Bride and Groom Cut Cake
Photo by Polina Vinogradova

14. “I want to look hot too.”

It’s not only the pocket-square-obsessed peacock grooms who want to look good in a suit or tux. He knows all eyes will be on the bride—but he wants to feel like he belongs next to her. And he wants you to think that he looks good. Help him navigate his way to dapper by gently steering him with positive comments like “That suit is gorgeous on you, and it would be even sexier if you had it tailored.”

15. “I’m afraid of becoming a cliché.”

Leading up to the wedding, some of his idiot friends are going to make dumb, retrograde jokes about how his life is over: no more sex, no more excitement. He’s going to laugh them off. He knows they’re wrong; he’s excited to marry you. He wants to be a husband—just not the lame sitcom version of one. To that end, plan a few hot nights before the wedding. This will help ease his mind—and yours.
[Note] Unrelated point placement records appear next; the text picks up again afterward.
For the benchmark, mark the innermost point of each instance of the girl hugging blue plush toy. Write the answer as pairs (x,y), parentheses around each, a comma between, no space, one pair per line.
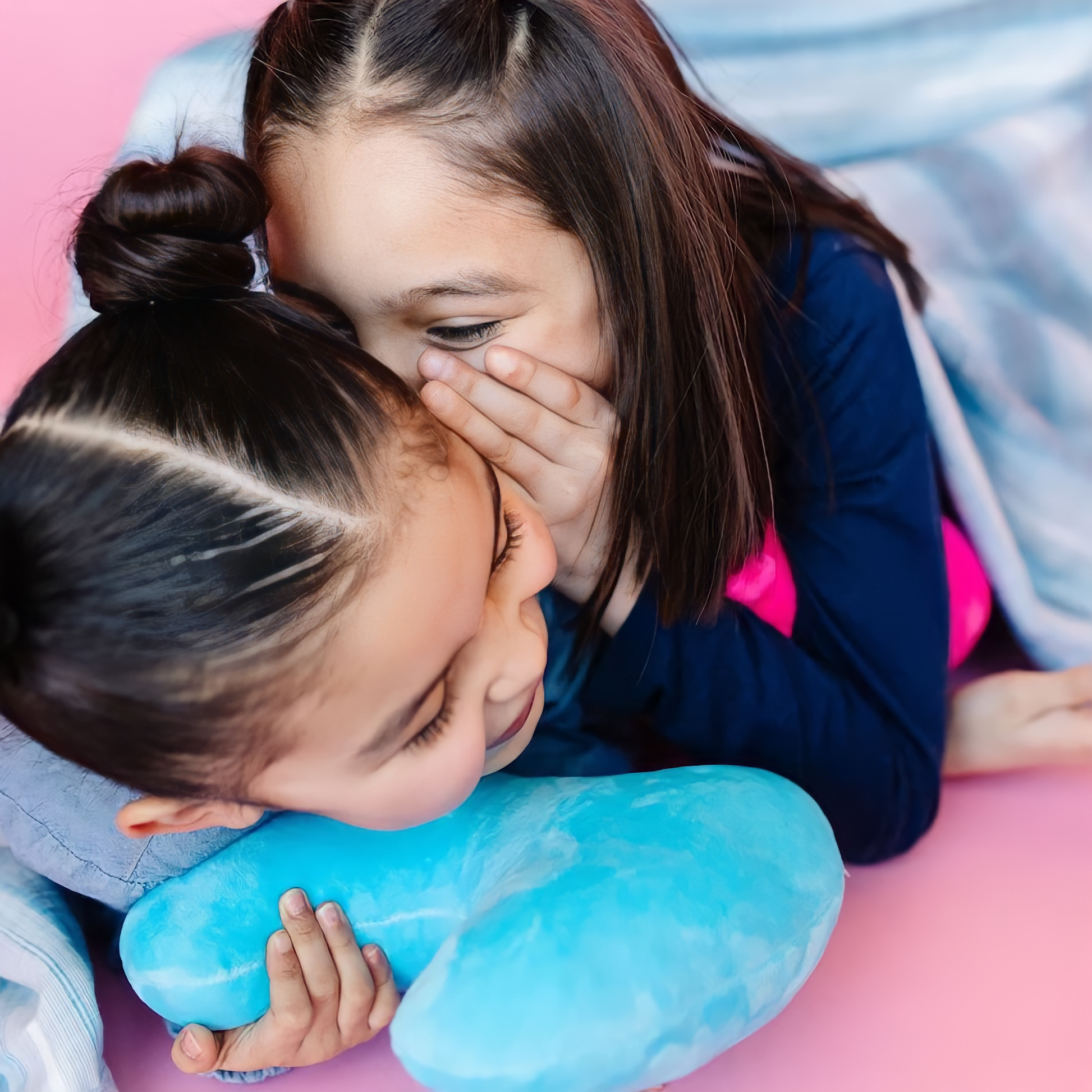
(250,569)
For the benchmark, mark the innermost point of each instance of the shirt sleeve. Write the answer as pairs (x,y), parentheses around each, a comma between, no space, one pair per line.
(852,708)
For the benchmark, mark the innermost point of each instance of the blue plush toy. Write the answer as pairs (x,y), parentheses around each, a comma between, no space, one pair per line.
(556,935)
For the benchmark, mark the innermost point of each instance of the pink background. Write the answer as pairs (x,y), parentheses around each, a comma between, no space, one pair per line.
(965,967)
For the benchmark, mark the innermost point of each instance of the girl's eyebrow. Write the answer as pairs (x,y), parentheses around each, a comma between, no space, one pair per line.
(396,724)
(465,284)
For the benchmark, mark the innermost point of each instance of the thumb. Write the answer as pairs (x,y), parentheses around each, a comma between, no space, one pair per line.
(196,1050)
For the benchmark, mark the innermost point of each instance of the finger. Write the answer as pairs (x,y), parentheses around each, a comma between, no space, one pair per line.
(1077,685)
(517,413)
(387,992)
(550,387)
(505,451)
(291,1013)
(320,975)
(196,1050)
(357,989)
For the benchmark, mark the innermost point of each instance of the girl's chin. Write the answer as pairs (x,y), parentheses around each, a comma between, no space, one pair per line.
(498,759)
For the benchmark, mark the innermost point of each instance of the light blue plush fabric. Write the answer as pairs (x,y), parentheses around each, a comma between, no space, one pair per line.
(968,125)
(557,935)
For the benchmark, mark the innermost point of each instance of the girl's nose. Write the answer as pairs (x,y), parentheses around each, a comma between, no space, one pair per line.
(522,653)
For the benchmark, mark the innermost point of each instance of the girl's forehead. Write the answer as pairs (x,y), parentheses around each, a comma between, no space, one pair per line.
(383,221)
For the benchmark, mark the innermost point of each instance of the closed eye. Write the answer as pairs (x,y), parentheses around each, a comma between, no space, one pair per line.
(465,337)
(512,541)
(434,729)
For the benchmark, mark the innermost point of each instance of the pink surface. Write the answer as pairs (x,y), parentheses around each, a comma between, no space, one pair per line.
(71,72)
(963,967)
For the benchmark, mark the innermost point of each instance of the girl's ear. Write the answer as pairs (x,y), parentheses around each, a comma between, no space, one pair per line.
(159,815)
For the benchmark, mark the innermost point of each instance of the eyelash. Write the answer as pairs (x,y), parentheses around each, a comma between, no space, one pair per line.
(434,729)
(465,336)
(512,530)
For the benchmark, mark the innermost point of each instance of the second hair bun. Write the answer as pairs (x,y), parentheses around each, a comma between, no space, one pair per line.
(171,231)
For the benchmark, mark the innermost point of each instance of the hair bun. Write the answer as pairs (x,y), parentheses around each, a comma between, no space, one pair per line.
(171,231)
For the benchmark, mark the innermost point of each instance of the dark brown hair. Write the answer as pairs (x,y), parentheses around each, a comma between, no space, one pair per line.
(581,107)
(187,489)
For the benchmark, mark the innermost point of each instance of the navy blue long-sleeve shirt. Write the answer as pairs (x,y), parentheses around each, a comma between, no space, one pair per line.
(852,707)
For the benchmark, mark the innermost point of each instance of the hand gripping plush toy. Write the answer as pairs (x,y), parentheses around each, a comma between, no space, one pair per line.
(555,935)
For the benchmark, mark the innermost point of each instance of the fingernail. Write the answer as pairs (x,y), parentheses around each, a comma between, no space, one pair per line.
(501,363)
(296,903)
(375,955)
(432,365)
(330,914)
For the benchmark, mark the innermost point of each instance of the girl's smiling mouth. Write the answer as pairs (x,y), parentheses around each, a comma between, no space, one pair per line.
(515,728)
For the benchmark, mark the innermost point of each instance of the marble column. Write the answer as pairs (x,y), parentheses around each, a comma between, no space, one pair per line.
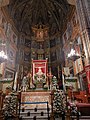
(83,11)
16. “This is really happening.”

As you walk down the aisle, his internal monologue will go something like “Wow, she looks gorgeous” to “Keep it together, don’t cry” to “I am so hungry” to “I do. A thousand times I do.”

Photo by Olivia Rae James

17. “I’m bummed the wedding is over.”

Your groom might gripe over the hassles of planning with an occasional “I can’t wait till this is over.” But when it is, he will feel something unexpected: sadness. He’ll miss the weekend venue tours, the calls from old friends, even the arguments that, in the end, brought you closer. He’ll truly wish the party never ended. That said, he will likely never want to get married again. Because he loves you. (And also because weddings are a lot of work.)